Peroxydiphosphoric acid
- Names: Other names peroxodiphosphoric acid

Identifiers
- CAS Number: potassium salt: 15593-49-4;
- 3D model (JSmol): Interactive image;
- ChEBI: CHEBI:29284;
- ChemSpider: 103142;
- PubChem CID: 115278;
- CompTox Dashboard (EPA): DTXSID701337409 ;

Properties
- Chemical formula: H_{4}P_{2}O_{8}
- Molar mass: 193.97 g/mol

Related compounds
- Related compounds: peroxymonophosphoric acid

= Peroxydiphosphoric acid =

Peroxydiphosphoric acid ((HO2P(O)O\sOP(O)(OH)2) is an oxyacid of phosphorus. Its salts are known as peroxydiphosphates. It is closely related to peroxymonophosphoric acid. These compounds (and their salts) are in turn related to the peroxydisulfuric acid and peroxysulfuric acid. These compounds are all colorless. In terms of structure, peroxydiphosphoric acid features two tetrahedral phosphorus centers linked by a peroxide group.

== Preparation ==
Both peroxyphosphoric acids were first synthesized and characterized in 1910 by Julius Schmidlin and Paul Massini, where peroxydiphosphoric acid was obtained in poor yields from the reaction between diphosphoric acid and highly concentrated hydrogen peroxide.

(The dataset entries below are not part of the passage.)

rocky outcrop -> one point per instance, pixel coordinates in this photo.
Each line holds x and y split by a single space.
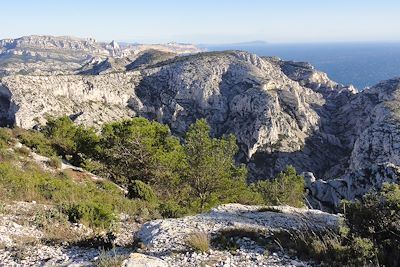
281 112
161 237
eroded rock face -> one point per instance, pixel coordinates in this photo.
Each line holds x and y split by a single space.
281 112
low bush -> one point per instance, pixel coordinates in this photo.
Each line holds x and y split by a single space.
55 162
86 201
140 190
23 151
90 213
198 242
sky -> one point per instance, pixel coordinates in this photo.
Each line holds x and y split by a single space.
205 21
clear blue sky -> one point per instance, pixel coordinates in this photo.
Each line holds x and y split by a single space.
205 21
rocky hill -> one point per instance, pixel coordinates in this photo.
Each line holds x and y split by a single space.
281 112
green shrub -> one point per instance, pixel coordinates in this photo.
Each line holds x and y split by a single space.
198 242
5 137
55 162
140 190
92 214
23 151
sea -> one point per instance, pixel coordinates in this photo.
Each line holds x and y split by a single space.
360 64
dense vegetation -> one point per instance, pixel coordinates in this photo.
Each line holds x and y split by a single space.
178 177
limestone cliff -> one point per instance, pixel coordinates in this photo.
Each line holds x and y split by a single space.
281 112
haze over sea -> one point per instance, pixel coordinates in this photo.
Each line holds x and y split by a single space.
360 64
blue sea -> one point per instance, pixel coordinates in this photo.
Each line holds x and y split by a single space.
360 64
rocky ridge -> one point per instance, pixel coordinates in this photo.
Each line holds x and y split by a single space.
281 112
161 237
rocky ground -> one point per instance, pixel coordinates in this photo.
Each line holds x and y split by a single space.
281 112
168 239
163 242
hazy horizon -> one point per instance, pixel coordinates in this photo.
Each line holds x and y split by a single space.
206 22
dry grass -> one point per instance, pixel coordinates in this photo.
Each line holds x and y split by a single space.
23 151
109 260
198 242
62 234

Peroxydiphosphoric acid can be prepared by the reaction between phosphoric acid and fluorine, with peroxymonophosphoric acid being a by-product.

The compound is not commercially available and must be prepared as needed. Potassium peroxodiphosphate, which is commercially available, can be obtained by electrolysis of phosphate solutions.

== Properties ==
Peroxydiphosphoric acid is a tetraprotic acid, with acid dissociation constants given by pK_{a1} ≈ −0.3, pK_{a2} ≈ 0.5, pK_{a3} = 5.2 and pK_{a4} = 7.6. In aqueous solution, it disproportionates upon heating to peroxymonophosphoric acid and phosphoric acid.